New API in Pig 0.16.0
Pig 0.16.0 includes the following new classes and interfaces.
New Classes
Class | Description |
---|---|
org.apache.pig.piggybank.evaluation.string.REPLACE_MULTI | REPLACE_MULTI implements eval function to replace all occurrences of search
keys with replacement values. Replacement values are specified in Map. For example:
The
first argument is the source string on which REPLACE_MULTI
operation is performed. The second argument is a map having search key with
replacement value pairs. |
org.apache.pig.piggybank.storage.apachelog.LogFormatLoader | This is a pig loader that can load Apache HTTPD access logs written in (almost)
any Apache HTTPD LogFormat. Basic usage: Feed the loader your (custom) logformat specification and it will show the fields that can be extracted from this logformat. |
org.apache.pig.CounterBasedErrorHandler | Handles errors thrown by the StoreFuncInterface.putNext() . |
org.apache.pig.backend.hadoop.HKerberos | Support for logging in using a Kerberos keytab file. Kerberos is an authentication system that uses tickets with limited validity time. Running a Pig script on a Kerberos secured Hadoop cluster limits the running time to at most the remaining validity time of the Kerberos tickets. When doing really complex analytics, this may become a problem as the job may need to run for a longer time than these ticket times allow. A Kerberos keytab file is a Kerberos specific form of the password of a user. It is possible to enable a Hadoop job to request new tickets when they expire by creating a keytab file and making it part of the job that is running in the cluster. This will extend the maximum job duration beyond the maximum renew time of the Kerberos tickets. |
org.apache.pig.backend.hadoop.executionengine.mapReduceLayer.PigWritableComparators | Byte only raw comparators for faster comparison for non-orderby jobs. This does
not reuse JobControlCompiler.Pig<DataType>WritableComparator ,
which extends PigWritableComparator . The
PigNullablePartitionWritable.compare is not that efficient in
cases where tuple is iterated for null checking instead of taking advantage of
TupleRawComparator.hasComparedTupleNull() . This also skips
multi-query index checking. |
org.apache.pig.backend.hadoop.executionengine.physicalLayer.relationalOperators.StoreFuncDecorator | This class is used to decorate the StoreFunc#putNext(Tuple) .

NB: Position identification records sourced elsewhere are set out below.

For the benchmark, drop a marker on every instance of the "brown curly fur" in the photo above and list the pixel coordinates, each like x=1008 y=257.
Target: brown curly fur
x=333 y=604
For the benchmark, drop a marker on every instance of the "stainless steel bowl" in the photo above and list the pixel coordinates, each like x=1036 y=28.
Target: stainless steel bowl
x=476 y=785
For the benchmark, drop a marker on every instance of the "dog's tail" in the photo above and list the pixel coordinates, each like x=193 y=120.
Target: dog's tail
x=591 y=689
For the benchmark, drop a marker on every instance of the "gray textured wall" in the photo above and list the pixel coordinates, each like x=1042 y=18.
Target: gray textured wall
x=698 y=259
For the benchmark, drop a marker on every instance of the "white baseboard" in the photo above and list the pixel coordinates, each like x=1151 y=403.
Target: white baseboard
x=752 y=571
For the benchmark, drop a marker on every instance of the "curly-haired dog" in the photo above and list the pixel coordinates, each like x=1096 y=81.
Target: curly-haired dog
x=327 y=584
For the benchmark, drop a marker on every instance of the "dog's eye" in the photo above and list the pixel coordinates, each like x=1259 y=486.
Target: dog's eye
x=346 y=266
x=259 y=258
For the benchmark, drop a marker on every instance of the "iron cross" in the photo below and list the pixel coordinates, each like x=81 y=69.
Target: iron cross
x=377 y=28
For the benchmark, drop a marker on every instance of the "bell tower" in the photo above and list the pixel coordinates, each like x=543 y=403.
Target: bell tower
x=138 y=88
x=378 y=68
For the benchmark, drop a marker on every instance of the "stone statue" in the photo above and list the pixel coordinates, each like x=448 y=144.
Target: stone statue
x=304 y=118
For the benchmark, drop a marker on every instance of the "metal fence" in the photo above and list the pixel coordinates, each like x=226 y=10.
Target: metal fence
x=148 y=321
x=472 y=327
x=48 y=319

It handles errors by calling OutputErrorHandler#handle(String, long,
Throwable) if the StoreFunc implements
ErrorHandling . |
org.apache.pig.backend.hadoop.executionengine.tez.runtime.PigInputFormatTez | Extends org.apache.hadoop.mapreduce.InputFormat and implements
Pig and Tez specific functions. |
org.apache.pig.backend.hadoop.executionengine.tez.util.TezUDFContextSeparator | Extends a visitor for the TezOperPlan class and serializes all
(LoadFunc , StoreFunc ,
UserFunc ). |
org.apache.pig.impl.io.compress.BZip2CodecWithExtensionBZ | For historical reasons, Pig supports .bz and
.bz2 for bzip2 extension. This class returns the
additional bzip2 file extension, .bz , as a
string. |
org.apache.pig.impl.util.UDFContextSeparator | TezUDFContextSeparator extends PhyPlanVisitor , which is the visitor class
for the Physical Plan. To use this, create the visitor with the plan to be visited. Call the
visit() method to traverse the plan in a depth first fashion.
This class also visits the nested plans inside the operators. Extend this class to modify the nature of each visit and to maintain any relevant state information between the visits to two different operators. |
org.apache.pig.parser.RegisterResolver | Resolves a JAR with a scripting language or namespace. |
org.apache.pig.tools.DownloadResolver | Makes a list of URIs of the downloaded JARs. |
New Interfaces
Interface | Description |
---|---|
org.apache.pig.ErrorHandler | The interface that handles errors thrown by
StoreFuncInterface.putNext(Tuple) . |
org.apache.pig.ErrorHandling | The interface to enable handling of errors during
StoreFunc#putNext(Tuple) . |